It’s bad enough that five justices of the Supreme Court, in their deliberations over health care reform, seem to be contemplating legal arguments that jurists haven’t taken seriously for nearly a hundred years. Will they also base their decision on fundamental misconceptions about the Affordable Care Act?
The answer may be yes, thanks to some apparent confusion over the availability of “catastrophic” health plans. Several other writers* have pointed out this error. But it’s so fundamental, and so indicative of the Court’s potentially faulty logic, that I think it’s worth another look.
As the name implies, catastrophic coverage refers to insurance designed to protect consumers only from the most severe medical bills, the kind you get from a serious accident or injury. Typically catastrophic policies leave you with significant out-of-pocket costs for doctor visits, prescription drugs, and even hospital stays—with comprehensive coverage kicking in only after you’ve spent well into four or, for a family, low five figures. Because these policies cover less, they also cost less.
Liberals like me tend to be wary of government encouraging use of catastrophic plans. We worry that people will economize poorly, skimping on beneficial preventative care, and that the migration of healthy people into catastrophic plans will will drive up the cost of coverage for everybody else. Conservatives take the opposite view: They think catastrophic plans will encourage people to become smarter, thriftier health care consumers—thereby making health care, and insurance, less expensive overall.
For a while now, conservatives have focused on the supposed lack of catastrophic options in the Affordable Care Act as one of the law’s major flaws. And during oral arguments, conservative lawyers turned this policy criticism into a constitutional one: By forcing everybody to buy more comprehensive coverage, they argued, the government was effectively forcing people to engage in a certain kind of commerce.
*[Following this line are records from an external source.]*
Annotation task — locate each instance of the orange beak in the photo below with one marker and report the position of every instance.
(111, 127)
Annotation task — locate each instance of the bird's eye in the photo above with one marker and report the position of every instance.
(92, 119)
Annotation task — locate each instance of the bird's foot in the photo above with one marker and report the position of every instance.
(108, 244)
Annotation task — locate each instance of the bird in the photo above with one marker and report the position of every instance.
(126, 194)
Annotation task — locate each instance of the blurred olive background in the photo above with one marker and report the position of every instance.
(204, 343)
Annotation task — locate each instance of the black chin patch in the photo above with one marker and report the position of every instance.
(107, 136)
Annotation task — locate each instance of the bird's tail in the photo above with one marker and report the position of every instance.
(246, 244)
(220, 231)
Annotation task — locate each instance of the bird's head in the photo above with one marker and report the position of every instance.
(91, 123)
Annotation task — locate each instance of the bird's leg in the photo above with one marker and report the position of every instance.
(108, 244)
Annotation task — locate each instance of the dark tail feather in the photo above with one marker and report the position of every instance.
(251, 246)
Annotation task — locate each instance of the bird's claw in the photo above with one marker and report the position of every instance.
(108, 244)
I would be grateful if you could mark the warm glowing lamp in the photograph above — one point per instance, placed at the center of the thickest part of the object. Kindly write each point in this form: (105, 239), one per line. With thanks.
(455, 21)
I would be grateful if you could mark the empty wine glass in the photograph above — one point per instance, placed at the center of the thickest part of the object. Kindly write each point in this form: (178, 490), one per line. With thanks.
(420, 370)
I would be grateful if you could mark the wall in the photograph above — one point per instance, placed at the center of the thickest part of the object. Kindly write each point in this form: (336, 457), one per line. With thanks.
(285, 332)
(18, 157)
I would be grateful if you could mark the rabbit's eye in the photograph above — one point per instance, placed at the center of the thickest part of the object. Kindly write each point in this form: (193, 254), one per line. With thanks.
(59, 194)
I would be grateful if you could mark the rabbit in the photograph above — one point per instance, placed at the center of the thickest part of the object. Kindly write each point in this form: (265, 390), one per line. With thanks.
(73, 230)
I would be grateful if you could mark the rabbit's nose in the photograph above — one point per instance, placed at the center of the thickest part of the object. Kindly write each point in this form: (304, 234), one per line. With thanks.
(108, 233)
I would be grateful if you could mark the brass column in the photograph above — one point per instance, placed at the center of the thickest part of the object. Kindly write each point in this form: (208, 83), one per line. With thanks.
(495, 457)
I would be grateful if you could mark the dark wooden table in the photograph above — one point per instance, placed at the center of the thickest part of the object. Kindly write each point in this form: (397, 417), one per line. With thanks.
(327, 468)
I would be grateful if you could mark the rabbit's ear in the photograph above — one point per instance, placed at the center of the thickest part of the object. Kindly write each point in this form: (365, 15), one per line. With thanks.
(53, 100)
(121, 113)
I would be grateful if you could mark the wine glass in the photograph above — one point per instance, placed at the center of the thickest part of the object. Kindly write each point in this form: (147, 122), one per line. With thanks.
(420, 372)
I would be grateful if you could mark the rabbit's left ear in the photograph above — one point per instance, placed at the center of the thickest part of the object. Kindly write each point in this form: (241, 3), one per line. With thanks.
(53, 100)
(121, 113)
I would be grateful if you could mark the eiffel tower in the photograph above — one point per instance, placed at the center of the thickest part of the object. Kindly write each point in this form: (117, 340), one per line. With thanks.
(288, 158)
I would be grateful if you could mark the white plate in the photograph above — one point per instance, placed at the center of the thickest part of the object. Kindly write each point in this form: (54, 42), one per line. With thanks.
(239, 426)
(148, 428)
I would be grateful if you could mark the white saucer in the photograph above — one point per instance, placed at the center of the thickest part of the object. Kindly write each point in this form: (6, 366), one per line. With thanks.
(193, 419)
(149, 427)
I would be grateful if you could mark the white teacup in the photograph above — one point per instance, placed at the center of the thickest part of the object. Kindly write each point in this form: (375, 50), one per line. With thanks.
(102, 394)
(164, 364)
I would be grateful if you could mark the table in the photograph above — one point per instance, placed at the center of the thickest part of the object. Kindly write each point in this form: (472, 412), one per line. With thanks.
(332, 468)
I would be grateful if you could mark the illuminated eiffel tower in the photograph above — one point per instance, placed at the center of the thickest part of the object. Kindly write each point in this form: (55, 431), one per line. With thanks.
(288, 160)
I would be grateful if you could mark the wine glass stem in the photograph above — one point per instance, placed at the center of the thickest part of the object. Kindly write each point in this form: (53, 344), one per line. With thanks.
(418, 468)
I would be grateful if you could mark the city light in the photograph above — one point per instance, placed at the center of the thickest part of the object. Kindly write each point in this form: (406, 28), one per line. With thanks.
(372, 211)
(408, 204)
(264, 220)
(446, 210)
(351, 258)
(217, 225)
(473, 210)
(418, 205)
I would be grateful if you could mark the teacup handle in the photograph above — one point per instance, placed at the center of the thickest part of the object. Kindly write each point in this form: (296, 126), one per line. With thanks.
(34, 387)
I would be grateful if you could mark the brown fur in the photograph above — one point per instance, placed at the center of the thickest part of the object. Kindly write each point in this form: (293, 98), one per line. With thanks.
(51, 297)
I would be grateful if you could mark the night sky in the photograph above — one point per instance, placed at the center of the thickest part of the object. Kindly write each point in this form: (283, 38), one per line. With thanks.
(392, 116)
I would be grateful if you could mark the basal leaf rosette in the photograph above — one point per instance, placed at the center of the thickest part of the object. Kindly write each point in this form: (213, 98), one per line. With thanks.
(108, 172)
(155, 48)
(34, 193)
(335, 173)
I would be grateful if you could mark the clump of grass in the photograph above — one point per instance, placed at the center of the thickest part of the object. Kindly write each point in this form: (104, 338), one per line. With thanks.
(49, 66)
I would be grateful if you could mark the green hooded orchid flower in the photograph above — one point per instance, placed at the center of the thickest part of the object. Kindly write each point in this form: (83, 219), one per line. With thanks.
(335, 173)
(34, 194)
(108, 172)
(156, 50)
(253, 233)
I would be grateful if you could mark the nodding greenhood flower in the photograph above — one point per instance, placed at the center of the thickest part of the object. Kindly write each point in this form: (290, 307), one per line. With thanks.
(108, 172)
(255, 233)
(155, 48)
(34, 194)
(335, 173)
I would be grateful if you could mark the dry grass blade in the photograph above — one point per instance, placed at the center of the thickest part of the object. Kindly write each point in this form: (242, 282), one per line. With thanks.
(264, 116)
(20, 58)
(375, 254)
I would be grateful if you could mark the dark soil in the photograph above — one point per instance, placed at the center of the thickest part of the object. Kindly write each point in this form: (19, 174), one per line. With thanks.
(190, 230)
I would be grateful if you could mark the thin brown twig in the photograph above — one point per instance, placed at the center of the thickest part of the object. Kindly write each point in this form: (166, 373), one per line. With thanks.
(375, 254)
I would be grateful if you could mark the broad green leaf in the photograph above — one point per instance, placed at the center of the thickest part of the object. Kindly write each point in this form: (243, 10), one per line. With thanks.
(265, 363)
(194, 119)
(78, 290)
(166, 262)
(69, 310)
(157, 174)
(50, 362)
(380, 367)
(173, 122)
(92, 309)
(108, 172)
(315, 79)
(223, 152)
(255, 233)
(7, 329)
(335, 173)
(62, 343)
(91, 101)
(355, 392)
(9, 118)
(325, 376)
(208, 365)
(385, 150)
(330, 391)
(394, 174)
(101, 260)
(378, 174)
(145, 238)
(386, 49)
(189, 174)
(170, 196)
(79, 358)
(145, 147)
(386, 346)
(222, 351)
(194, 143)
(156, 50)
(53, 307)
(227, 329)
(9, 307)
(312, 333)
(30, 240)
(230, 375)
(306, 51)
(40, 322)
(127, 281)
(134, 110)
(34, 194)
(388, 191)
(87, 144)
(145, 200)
Several conservatives justices signaled, through their questioning, they agreed.
But the premise happens to be wrong. Yes, the law establishes a level of benefits that all insurance plans must meet or exceed. But it’s not a particularly high standard. It’s an actuarial value of 60 percent, which means, roughly speaking, insurance that would cover 60 percent of the average person’s medical expenses. For a family of four buying coverage through the new insurance exchanges, the out-of-pocket expenses could be as high as $12,500. People under 30, meanwhile, will have access to even skimpier plans that are roughly equivalent to the catastrophic options now available to people who use federally qualified health savings accounts. Again, this is not something that makes liberals like me happy (although most people will likely still end up with better coverage, in the case of low-income people with the help of subsidies). But it ought to satisfy the conservative critics who think the law should guarantee only catastrophic coverage.
Of course, I don’t actually think this issue should matter to the Court one way or the other. Even if the Affordable Care Act didn’t have a catastrophic coverage option and established a higher standard for benefits, you could make the same constitutional arguments for it—that the law is a perfectly reasonable exercise of federal power to tax, regulate interstate commerce, and do what is “necessary and proper” for carrying out its duties. But if the justices don’t find those arguments convincing and think the presence of a catastrophic plan matters, then they should give the law a closer look before ruling against it.